Without --html, the script prints a ranked overview table followed by a detail section for the top three clusters. The run below shows a 4-hour window from Duisburg with already-activated summits filtered out.

Terminal output showing ranked cluster table and detail section

HTML Report

The --html flag generates a self-contained HTML file. It includes an overview table of the top 20 areas ranked by points or summit count, with drive times colour-coded by distance.

HTML overview table showing top summit clusters ranked by points

The detail section below the table covers each cluster individually. It lists every summit with its code, altitude, points, drive time, and, where available, the path length and elevation profile from the SMP API.

Detail view showing summit list with path, ascent and descent columns

Trail data is fetched concurrently from the SMP API and cached in sota_trail_cache.json, so subsequent runs are fast. Not every summit has a track; those that do show the shortest available route.

Results from NRW

With a 4-hour cap from Duisburg, there is exactly one active 10-point summit in range: the Großer Feldberg in the Taunus at 2h26. Extending to 4.5 hours adds a handful more in the northern Black Forest. At around 5.5 hours the Swabian Alb becomes accessible with a dense cluster of nine 10-pointers within 40 km of each other.
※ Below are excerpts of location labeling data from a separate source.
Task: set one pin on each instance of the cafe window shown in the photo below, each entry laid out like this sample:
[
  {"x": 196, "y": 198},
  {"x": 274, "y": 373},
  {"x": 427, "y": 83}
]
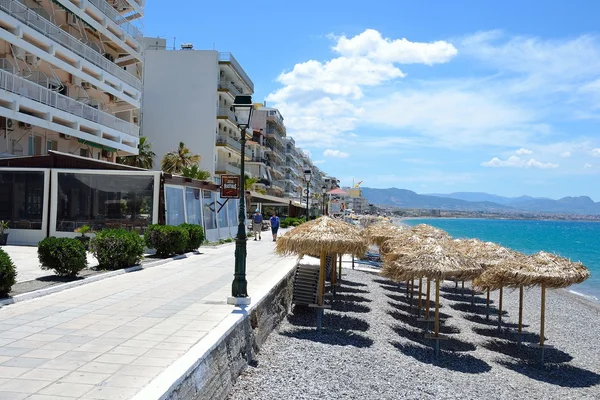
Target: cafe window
[
  {"x": 22, "y": 198},
  {"x": 104, "y": 201}
]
The best balance of drive time and point density for an overnight trip from NRW is the Thuringian Forest. Großer Inselsberg (3h51, 10+3pts) and Großer Beerberg (4h12, 10+3pts) are close together, and there are ten further 6-point summits in the same area. A realistic Saturday could cover four or five activations.

Notes

The OSRM public server is a shared resource. The script sleeps 500ms between batches and caches all results, so normal use should be fine. Re-running for analysis with --analyse-only makes no OSRM requests at all.

Activation history is fetched from the official SOTA API (api-db2.sota.org.uk). The script resolves the callsign to a UserID first, then retrieves the full activation log. Thanks to Manuel (HB9DQM) for the pointers on how to use the API. The --log fallback accepts a standard V2 activator CSV from sotadata.org.uk if the API is unavailable.

Trail data comes from the SOTA SMP API (api-db.sota.org.uk/smp/gpx/summit/{code}), the same source that sotl.as uses to display routes. The script calculates total distance, ascent, and descent from the raw track points, applying a km-to-m correction for the small number of tracks that store altitude in the wrong unit.

The summit CSV contains around 170,000 entries, roughly half of which have expired ValidTo dates and are no longer part of the programme. The script filters these out before routing.